Mechanically, the new Packards featured a double fan belt arrangement that allowed for an improved engine cooling system. The motor thermostat was also eliminated and replaced with automatically controlled thermostatic radiator shutters. A Detroit Lubricator No. 51 updraft carburetor was installed, as was a new reciprocating piston device that eased vacuum tank operation at high speeds. The four-speed gearbox was upgraded with a low-low gear that allowed for easier slow-speed operation without sacrificing substantial torque. The myriad of refinements produced a truly luxurious automobile capable of high speed driving and gentle touring, individual and creative in design yet remaining...'always a Packard'.
The McGowan brothers of Connecticut purchased this car from the second owner and sold the car to Bill Lassiter in the early 1980s. Finished in a deep red with maroon fenders, this genuine Dual Cowl Phaeton is indeed a radiant sight. William Lassiter had the dual cowl restored by Rob Stewart of Charlottsville, Virginia. The exterior paint is in optimum condition and shows minimal wear and road usage. Twin side spotlights are mounted aside the windshield in addition to the Pilot Ray driving lamps that automatically follow the motion of the steering wheel. Tasteful opera lights adorn the car's rear. The side mounted whitewall spare tires are encircled in chrome and capped with rearview mirrors, an equally desirable option. From the sliding boy ornament to the wire wheels, all the observed brightwork on the car seems to be in impressive condition. The dark red leather buttoned upholstery also appears to be in nice and well maintained condition. The car is equipped with a telescopic rear cowl with front and rear sideglass for wind and weather protection. The dual cowl body style is regarded by collectors as being the most desirable of the 745s and is continually sought after by Packard enthusiasts. The engine compartment is well presented and clean, again showing little sign of usage. The low-slung tan top is finished with great detail including maroon edging all around, subtly matched to the car's fenders. The rear compartment of the car also has two exterior vents positioned thoughtfully at foot level to allow for increased interior air circulation and foot comfort, truly a motor car comfortably ahead of its time.

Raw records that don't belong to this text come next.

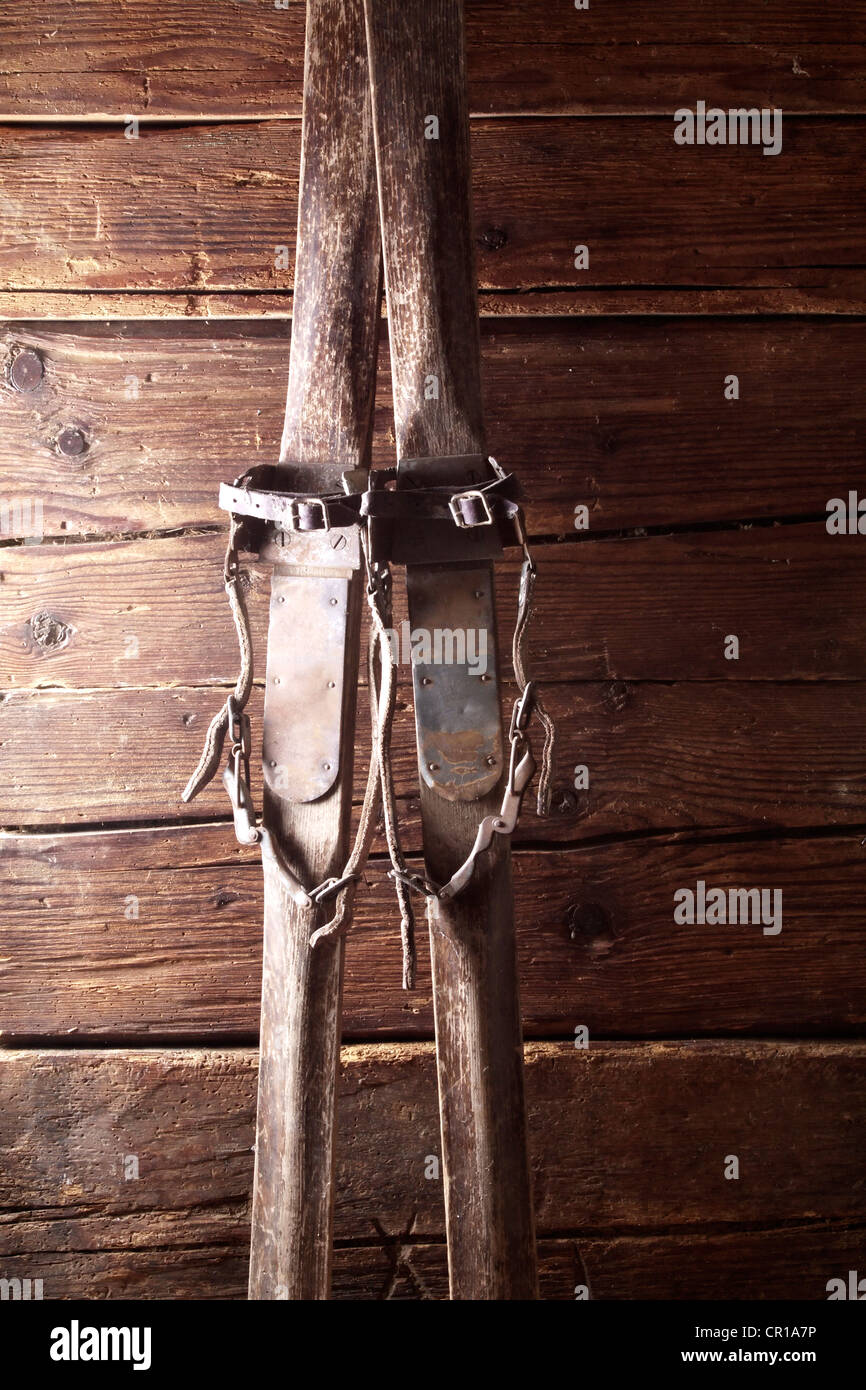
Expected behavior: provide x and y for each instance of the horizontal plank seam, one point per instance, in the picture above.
(666, 836)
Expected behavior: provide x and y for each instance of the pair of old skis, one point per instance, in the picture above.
(384, 168)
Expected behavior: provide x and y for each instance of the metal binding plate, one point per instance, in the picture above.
(456, 690)
(305, 679)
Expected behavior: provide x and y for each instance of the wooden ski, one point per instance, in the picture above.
(421, 142)
(313, 666)
(384, 107)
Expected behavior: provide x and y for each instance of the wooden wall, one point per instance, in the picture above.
(141, 274)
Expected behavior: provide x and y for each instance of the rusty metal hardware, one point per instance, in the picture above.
(471, 495)
(305, 679)
(521, 767)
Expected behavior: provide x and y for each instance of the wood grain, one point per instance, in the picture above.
(723, 756)
(578, 409)
(628, 1143)
(430, 284)
(154, 934)
(328, 423)
(784, 1262)
(182, 60)
(78, 210)
(152, 613)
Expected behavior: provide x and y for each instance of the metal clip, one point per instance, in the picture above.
(470, 495)
(235, 779)
(521, 712)
(330, 888)
(292, 514)
(414, 880)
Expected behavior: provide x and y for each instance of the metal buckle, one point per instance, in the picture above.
(292, 514)
(453, 506)
(521, 712)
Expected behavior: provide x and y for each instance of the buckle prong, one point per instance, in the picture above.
(470, 495)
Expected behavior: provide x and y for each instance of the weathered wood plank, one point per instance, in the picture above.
(722, 755)
(196, 306)
(574, 407)
(328, 426)
(156, 933)
(79, 210)
(139, 613)
(628, 1140)
(741, 1264)
(102, 57)
(430, 285)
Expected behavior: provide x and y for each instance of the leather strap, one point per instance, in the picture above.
(469, 508)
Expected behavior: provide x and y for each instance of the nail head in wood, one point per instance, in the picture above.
(27, 370)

Mr. Lassiter's Packard, with its seductive low profile windscreen, and tasteful paint scheme, is an extravagant example of America's desire to ignore the depression and continue in the grand pursuit of luxury. This Packard 745 Dual Cowl Phaeton is recognized as a full classic and is eligible for all classic car touring and showing events and caravans. It should be noted that this car is a Premier Senior Classic Car Club of America first prize winner (No. 1402), as well as a 1989 Antique Automobile Club of America first prize winner. Bearing its original body style, this Packard 745 Dual Cowl Phaeton is a rare and exceptional example of one of the most desirable coachbuilt Packard designs ever built, and accordingly, this dual cowl has remained in well maintained condition since its restoration.